Cas Byahuranga v. Danemark
Cette affaire rappelle le contentieux en matière d’extradition et d’expulsion d’étrangers qui s ‘est développé au sein des Etats membres de la Convention de sauvegarde et des libertés fondamentales. En effet, dans le silence de la Convention en la matière, la Cour européenne des droits de l’Homme a développé une théorie permettant de qualifier un acte juridique licite, de non conforme au regard de la Convention s’il conduit d’une façon prévisible à une violation de l’article 3 de la Convention relative à l’interdiction de la torture. ( Voir notamment l’arrêt Soering c.Royaume Uni; sur le même thème voir les décisions relatives aux mesures provisoires dans l’arrêt Cruz Varas et au. c.
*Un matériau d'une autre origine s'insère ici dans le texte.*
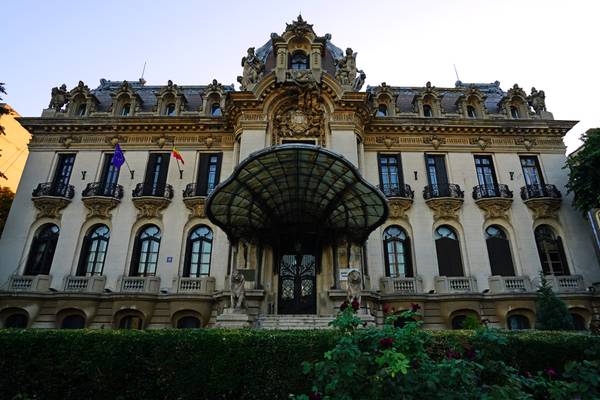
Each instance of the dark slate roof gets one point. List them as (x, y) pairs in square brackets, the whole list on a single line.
[(193, 94)]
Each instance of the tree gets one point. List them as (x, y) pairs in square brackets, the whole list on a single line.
[(6, 198), (584, 174), (551, 312)]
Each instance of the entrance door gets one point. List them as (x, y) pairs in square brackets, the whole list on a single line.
[(297, 283)]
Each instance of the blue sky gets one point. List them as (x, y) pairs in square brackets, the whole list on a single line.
[(552, 45)]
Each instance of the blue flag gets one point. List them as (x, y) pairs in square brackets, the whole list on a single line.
[(118, 157)]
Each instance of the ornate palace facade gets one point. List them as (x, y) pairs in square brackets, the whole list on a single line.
[(452, 198)]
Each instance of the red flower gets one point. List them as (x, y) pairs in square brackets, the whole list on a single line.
[(386, 343)]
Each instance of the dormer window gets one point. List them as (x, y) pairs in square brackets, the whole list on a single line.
[(381, 111), (471, 113), (427, 111), (170, 109), (299, 60), (215, 110), (126, 109), (514, 112)]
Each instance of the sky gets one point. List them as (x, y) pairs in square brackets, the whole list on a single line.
[(552, 45)]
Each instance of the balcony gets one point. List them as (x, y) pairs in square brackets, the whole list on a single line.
[(29, 283), (51, 198), (151, 200), (455, 284), (194, 200), (445, 200), (100, 199), (400, 199), (509, 284), (543, 200), (495, 200), (84, 284), (401, 285), (139, 284), (188, 285)]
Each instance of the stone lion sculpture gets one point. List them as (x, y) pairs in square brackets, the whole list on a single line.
[(238, 298), (354, 286)]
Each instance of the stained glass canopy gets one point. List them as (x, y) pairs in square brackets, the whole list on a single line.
[(296, 189)]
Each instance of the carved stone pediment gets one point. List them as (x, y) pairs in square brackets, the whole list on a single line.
[(445, 207), (100, 206), (150, 207), (496, 207), (399, 206), (544, 207), (196, 206), (50, 206)]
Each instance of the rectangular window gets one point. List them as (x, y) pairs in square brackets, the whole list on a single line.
[(62, 174), (209, 169), (532, 172), (156, 174), (391, 180), (109, 176)]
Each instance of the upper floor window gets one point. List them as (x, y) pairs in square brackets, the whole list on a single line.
[(448, 251), (299, 60), (427, 111), (126, 109), (93, 252), (551, 251), (42, 250), (145, 251), (396, 246), (198, 253)]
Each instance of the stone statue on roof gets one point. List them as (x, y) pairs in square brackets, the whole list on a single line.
[(253, 69), (60, 97)]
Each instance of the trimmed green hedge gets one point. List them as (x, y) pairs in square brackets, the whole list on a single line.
[(215, 364)]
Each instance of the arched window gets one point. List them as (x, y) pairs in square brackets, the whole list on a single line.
[(518, 322), (514, 112), (93, 251), (126, 109), (299, 60), (16, 321), (448, 251), (198, 252), (145, 251), (551, 251), (396, 246), (381, 111), (73, 321), (42, 250), (215, 110), (170, 109), (427, 111), (499, 251), (471, 113), (188, 323)]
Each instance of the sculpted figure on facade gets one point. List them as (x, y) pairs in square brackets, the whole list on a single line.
[(253, 69), (60, 97)]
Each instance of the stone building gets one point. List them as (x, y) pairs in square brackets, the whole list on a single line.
[(445, 197)]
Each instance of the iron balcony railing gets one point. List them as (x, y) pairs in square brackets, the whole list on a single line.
[(445, 190), (102, 190), (402, 190), (143, 190), (538, 191), (495, 190), (55, 189)]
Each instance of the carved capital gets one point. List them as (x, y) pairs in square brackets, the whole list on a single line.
[(50, 206), (150, 207), (544, 207), (496, 207), (445, 207), (99, 206), (399, 206)]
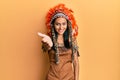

Suède, CEDH ; les affaires Rosana Nunez Chipana c. Venezuela, Comité contre la torture ; Loayza Tamayo c. Pérou, Cour interaméricaine des droits de l’Homme, Lagrand c. Allemagne, CIJ ; Mammatkulov et Abdurasulovic c. Turquie, CEDH ). Estimant que le Danemark avait bien violé l’article 7 du Pacte en autorisant l’expulsion de l’auteur, le Comité a estimé qu’il n’y avait pas eu immixtion arbitraire dans la vie privée de l’auteur au sens des articles 17 et 23 du Pacte au motif que l’expulsion était basée sur un texte juridique raisonnable et que le Comité a été convaincu par les justifications du Danemark quant à ’ingérence dans les droits de la victime.
Comité contre la torture Lors de sa session du mois de novembre dernier, le Comité contre la torture a examiné cinq cas et a conclu à la violation de la Convention dans deux affaires.
Cas Falcon Ríos v. Canada Le comité contre la torture a déclaré la plainte recevable dans la mesure où elle soulève des questions au regard de l’article 3 et ce malgré les objections du Canada quant à l’absence d’épuisement des voies de recours, notamment un recours devant la Cour Fédérale lui demandant l'autorisation de contrôle juridictionnel de la décision lui refusant le droit de bénéficier d'une assistance humanitaire. Le Comité a rappelé que ce recours est un recours ex gratia par nature et que l’épuisement d’un tel recours n’est pas nécessaire pour satisfaire à l’exigence de l’épuisement des recours internes ( Voir également la Communication no 170/2000, Anup Roy c. Suède, § 7.1). La Convention fait obligation aux États parties de protéger les personnes qui sont exposées à un risque prévisible, réel et personnel d'être torturées. Or, s ’appuyant sur les rapports médicaux fournis par le plaignant qui font état de cicatrices résultant d’actes de torture, le Comité a estimé que ces critères étaient remplis et a constaté que le retour du plaignant dans son pays d’origine l’exposerait certainement au risque de nouvelles tortures. Aucune mesure n’est préconisée à l’exception de celle de faire parvenir au Comité, dans un délai de 90 jours, des renseignements sur toute mesure que l'État partie aura prise conformément à la présente décision.